Eligibility Criteria
- U.S. and non‐U.S. organizations from the authorized geographic code (937) may participate for this NOFO. USAID will not accept applications from individuals. All applications must be legally recognized organizations under applicable law.
- Pursuant to Code of Federal Regulations (CFR) 2 CFR 200.400(g), it is USAID policy not to award profit under assistance instruments such as cooperative agreements. While for‐profit firms may participate, pursuant to 2 CFR 700.13(A)(1) Prohibition against profit: no funds will be paid as profit to any for‐profit entity receiving or administering Federal financial assistance as a recipient or subrecipient, and as such, for‐profit organizations must waive profits and/or fees to be eligible to submit an application.
- Applicants are encouraged to form partnerships when developing Concept Paper. Please note, that Applicants can serve as sub‐awardees, members of a consortium or supporting partners on multiple Concept Paper. However, all eligible interested organizations are restricted to submitting only one Concept Paper as the Prime Applicant at any given time.

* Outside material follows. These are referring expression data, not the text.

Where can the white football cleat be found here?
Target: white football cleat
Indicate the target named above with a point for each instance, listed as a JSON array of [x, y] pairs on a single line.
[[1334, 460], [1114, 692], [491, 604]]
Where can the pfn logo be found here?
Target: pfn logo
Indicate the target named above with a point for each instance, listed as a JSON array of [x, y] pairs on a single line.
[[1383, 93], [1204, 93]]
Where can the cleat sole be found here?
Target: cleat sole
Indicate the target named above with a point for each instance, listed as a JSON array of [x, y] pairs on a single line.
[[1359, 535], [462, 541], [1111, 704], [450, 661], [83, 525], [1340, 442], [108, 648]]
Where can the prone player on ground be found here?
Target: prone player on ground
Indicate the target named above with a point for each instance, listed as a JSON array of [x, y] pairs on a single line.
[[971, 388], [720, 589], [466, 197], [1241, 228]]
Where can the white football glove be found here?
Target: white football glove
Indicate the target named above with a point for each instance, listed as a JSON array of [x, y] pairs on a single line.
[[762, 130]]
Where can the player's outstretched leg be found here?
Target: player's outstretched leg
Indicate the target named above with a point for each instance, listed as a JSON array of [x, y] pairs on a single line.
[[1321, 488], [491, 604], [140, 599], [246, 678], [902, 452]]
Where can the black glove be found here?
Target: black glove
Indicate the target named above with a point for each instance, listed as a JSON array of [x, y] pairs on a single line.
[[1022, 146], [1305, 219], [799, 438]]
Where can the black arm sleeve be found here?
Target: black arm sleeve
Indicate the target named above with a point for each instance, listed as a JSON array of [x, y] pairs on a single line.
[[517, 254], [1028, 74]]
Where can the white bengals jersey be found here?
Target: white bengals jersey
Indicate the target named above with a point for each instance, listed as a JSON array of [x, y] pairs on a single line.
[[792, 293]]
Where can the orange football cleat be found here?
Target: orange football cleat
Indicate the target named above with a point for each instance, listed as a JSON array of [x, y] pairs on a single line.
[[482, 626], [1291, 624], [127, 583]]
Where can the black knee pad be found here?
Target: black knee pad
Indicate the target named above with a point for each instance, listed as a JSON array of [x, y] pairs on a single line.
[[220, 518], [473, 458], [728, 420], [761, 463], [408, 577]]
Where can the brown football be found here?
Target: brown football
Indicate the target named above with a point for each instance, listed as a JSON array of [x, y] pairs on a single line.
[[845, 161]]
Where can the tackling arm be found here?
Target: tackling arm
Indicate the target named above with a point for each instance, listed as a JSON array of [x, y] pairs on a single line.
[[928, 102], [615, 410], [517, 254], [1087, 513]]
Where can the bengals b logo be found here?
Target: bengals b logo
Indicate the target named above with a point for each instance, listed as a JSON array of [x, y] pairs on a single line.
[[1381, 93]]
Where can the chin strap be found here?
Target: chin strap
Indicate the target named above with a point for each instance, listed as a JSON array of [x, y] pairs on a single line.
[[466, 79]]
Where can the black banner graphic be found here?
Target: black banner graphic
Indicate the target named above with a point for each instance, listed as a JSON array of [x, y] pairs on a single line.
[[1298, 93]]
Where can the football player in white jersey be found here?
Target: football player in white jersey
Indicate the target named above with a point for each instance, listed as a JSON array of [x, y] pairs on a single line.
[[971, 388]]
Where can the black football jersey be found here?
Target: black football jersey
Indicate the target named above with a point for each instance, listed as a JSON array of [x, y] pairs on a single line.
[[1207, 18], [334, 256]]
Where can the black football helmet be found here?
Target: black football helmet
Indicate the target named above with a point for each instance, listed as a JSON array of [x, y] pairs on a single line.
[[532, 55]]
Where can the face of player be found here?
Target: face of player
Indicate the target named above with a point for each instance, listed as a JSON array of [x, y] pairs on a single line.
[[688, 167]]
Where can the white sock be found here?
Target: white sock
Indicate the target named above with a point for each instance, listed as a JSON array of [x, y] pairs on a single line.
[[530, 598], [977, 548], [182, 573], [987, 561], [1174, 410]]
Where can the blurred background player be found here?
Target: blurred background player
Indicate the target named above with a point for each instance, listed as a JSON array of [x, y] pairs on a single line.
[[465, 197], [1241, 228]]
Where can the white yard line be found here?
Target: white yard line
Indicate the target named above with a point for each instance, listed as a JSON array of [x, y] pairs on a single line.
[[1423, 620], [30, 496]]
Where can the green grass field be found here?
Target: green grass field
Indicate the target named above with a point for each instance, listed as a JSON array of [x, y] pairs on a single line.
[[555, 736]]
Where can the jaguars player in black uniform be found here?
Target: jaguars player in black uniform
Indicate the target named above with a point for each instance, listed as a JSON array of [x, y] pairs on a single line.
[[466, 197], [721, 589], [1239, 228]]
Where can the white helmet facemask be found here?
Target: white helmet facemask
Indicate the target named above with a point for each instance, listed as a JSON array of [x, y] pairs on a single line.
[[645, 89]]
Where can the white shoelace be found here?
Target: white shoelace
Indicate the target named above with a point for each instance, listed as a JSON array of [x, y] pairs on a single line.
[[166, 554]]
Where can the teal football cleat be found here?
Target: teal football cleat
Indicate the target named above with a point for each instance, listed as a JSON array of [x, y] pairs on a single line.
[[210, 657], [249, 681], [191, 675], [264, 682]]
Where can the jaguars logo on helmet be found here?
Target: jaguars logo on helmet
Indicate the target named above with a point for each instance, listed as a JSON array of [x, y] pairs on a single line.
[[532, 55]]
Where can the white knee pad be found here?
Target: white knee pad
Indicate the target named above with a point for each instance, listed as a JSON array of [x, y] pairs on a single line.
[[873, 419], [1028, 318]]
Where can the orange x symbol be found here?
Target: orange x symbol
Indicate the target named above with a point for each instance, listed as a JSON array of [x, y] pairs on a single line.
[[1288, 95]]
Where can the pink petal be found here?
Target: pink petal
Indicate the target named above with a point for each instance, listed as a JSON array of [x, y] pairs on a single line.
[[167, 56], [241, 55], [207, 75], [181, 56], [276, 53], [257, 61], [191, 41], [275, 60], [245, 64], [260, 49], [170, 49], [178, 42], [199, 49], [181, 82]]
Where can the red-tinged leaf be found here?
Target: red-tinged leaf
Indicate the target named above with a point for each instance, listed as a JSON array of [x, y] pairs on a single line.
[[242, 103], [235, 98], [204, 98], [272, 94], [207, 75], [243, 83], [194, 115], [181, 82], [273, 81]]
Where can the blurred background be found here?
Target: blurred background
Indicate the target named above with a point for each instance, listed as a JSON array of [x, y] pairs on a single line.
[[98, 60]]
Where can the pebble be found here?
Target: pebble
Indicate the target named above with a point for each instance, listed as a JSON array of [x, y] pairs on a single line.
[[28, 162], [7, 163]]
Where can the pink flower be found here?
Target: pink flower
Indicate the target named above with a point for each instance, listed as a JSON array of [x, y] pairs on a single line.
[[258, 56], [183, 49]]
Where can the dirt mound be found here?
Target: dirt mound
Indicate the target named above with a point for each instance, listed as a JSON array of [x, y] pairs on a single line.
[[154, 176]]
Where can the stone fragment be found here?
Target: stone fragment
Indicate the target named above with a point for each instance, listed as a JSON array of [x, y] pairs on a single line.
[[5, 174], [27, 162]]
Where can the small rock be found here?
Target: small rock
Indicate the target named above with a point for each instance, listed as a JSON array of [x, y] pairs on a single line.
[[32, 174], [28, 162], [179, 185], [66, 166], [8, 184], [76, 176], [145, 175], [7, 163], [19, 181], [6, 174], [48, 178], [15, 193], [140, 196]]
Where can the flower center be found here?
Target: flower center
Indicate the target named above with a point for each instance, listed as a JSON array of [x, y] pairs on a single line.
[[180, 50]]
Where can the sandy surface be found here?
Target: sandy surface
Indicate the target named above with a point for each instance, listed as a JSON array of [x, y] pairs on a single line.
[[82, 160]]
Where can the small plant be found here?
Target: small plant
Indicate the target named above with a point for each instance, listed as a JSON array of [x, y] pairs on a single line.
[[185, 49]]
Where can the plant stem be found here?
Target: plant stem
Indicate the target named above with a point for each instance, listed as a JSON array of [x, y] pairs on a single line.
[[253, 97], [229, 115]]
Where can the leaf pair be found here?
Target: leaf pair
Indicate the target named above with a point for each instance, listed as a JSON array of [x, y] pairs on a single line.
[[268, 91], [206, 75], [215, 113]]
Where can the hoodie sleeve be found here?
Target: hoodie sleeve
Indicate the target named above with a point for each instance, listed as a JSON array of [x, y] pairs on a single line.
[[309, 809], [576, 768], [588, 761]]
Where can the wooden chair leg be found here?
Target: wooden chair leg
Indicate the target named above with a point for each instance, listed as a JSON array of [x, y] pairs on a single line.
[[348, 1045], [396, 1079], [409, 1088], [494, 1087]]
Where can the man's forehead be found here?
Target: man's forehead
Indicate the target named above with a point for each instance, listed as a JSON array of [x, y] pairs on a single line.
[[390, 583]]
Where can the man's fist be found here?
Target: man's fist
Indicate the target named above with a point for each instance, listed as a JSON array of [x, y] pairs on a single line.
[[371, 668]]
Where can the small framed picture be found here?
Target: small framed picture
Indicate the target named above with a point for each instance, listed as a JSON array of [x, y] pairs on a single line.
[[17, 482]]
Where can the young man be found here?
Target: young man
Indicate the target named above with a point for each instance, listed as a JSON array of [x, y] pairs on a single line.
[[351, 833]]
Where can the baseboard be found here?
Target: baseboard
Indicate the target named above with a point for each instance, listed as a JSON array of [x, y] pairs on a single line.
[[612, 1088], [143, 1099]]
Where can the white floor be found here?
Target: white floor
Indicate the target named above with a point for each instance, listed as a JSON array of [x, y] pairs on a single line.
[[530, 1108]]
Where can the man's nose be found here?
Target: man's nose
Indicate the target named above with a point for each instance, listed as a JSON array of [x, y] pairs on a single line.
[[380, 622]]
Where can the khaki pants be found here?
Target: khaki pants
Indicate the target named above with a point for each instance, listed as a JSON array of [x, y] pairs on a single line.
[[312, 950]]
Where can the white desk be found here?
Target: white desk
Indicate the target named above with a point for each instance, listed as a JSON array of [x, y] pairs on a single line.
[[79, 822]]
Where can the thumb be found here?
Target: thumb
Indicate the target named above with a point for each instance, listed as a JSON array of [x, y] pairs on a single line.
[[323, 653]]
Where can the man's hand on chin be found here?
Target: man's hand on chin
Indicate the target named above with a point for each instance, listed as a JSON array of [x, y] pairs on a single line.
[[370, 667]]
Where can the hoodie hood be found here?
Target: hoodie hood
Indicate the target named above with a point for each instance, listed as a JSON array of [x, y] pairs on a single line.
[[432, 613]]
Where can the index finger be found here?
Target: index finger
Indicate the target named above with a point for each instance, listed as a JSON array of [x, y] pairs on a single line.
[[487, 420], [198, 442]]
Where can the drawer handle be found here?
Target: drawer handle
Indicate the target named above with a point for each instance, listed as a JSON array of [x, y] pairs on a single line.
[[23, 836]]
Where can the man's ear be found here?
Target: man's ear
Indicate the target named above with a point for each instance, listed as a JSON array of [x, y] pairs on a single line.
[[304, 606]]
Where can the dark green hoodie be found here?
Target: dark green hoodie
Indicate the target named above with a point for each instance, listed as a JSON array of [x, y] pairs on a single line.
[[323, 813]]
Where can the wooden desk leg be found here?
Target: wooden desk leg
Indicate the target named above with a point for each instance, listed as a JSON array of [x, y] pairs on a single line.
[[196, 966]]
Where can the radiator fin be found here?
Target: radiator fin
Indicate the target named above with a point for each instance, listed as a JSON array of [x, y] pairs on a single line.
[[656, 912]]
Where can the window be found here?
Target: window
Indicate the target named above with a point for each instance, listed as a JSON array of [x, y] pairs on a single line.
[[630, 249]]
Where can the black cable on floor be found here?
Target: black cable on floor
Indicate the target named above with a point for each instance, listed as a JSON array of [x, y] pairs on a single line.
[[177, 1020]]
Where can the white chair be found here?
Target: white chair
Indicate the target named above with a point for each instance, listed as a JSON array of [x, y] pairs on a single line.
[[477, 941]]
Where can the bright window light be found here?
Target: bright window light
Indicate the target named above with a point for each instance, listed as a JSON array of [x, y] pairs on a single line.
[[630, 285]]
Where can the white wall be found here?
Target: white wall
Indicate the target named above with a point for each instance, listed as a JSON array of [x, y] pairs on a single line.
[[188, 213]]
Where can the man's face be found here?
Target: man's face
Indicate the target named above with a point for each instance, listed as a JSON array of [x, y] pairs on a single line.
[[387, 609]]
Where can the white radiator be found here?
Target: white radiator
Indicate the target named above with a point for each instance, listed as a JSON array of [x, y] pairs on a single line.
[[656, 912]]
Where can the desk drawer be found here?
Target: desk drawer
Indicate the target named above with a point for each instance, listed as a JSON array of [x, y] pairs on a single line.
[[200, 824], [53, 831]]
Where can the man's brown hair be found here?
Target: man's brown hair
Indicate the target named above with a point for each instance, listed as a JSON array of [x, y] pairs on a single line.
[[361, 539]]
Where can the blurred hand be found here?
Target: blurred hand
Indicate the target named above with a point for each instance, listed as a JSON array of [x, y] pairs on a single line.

- Successful applicants must have established financial management, monitoring and evaluation processes, internal control systems, and policies and procedures that comply with established U.S. Government standards, laws, and regulations.
- USAID welcomes applications from organizations that have not previously received financial assistance from USAID.
- Faith‐based organizations are eligible to apply for federal financial assistance on the same basis as any other organization and are subject to the protections and requirements of Federal law.